In honor of Memorial Day, I wanted to write about a book that I bought about a year or so ago about a dog rescued from Iraq. As you may know, I love animals, and I also have a personal interest in supporting the military and veterans and am involved in some projects at work around that effort.
First of all, how can you NOT love the cover?? Please forgive me because it has been awhile since I’ve read this book, so I don’t remember a lot of details. ”From Baghdad with Love: A Marine, the War, and a Dog Named Lava” is about… well, exactly what the title says. Lieutenant Colonel Jay Kopelman is fighting the war in Iraq and one day while he’s on patrol, he hears something that he thinks may be a person coming to attack him, but it’s really a tiny little stray puppy. The military has very strict rules forbidding soldiers from keeping pets, but Kopelman just can’t let him go back out into the streets. Dogs over there are not like dogs here in America – they are wild animals and are not pets. Kopelman smuggles him back to camp, and they name him Lava after the name of their battalion, the Lava Dogs. Lava is a typically puppy – a mixture of cute and a troublemaker and that’s what makes everyone love him even more. Kopelman knows that he is not allowed take him home once his tour of duty is over, but he can’t bear the thought of leaving him there in Iraq because he knows what happens to other dogs there. The story explains how Kopelman has some other helpers in the quest to hide and protect the dog over in Iraq and who supported his efforts in getting Lava to the US.
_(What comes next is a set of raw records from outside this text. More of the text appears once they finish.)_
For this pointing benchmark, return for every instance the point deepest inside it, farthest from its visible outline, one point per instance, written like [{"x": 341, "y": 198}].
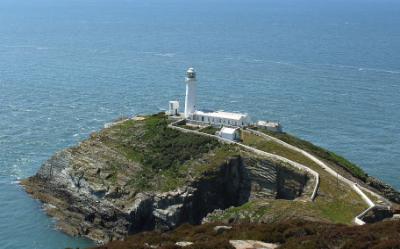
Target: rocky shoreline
[{"x": 121, "y": 182}]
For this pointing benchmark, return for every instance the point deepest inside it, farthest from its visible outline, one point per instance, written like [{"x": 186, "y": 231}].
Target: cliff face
[{"x": 104, "y": 189}]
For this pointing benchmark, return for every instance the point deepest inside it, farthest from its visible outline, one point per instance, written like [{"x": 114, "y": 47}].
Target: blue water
[{"x": 328, "y": 70}]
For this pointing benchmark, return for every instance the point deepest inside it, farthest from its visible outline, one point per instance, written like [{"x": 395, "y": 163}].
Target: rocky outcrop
[
  {"x": 92, "y": 209},
  {"x": 388, "y": 191}
]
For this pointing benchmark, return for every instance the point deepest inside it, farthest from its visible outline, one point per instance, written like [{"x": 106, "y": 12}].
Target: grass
[
  {"x": 335, "y": 202},
  {"x": 167, "y": 157},
  {"x": 322, "y": 153},
  {"x": 299, "y": 234}
]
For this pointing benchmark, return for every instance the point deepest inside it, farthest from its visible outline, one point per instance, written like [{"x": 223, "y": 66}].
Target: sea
[{"x": 328, "y": 70}]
The book was a very interesting read. I loved reading the parts about Lava and his antics, but the details of military life in the middle of a war zone were also very insightful and I learned a lot from it. The story does have a good ending, so don’t worry about that part!
Kopelman wrote a follow-up called “From Baghdad to America: Life after War for a Marine and His Rescued Dog” that deals with Kopelman’s adjustment from soldier to civilian and Lava’s transition into a real pet. I also purchased this book but haven’t read it yet.
Happy Memorial Day and thank you to all who have served our country and given their lives for our freedom.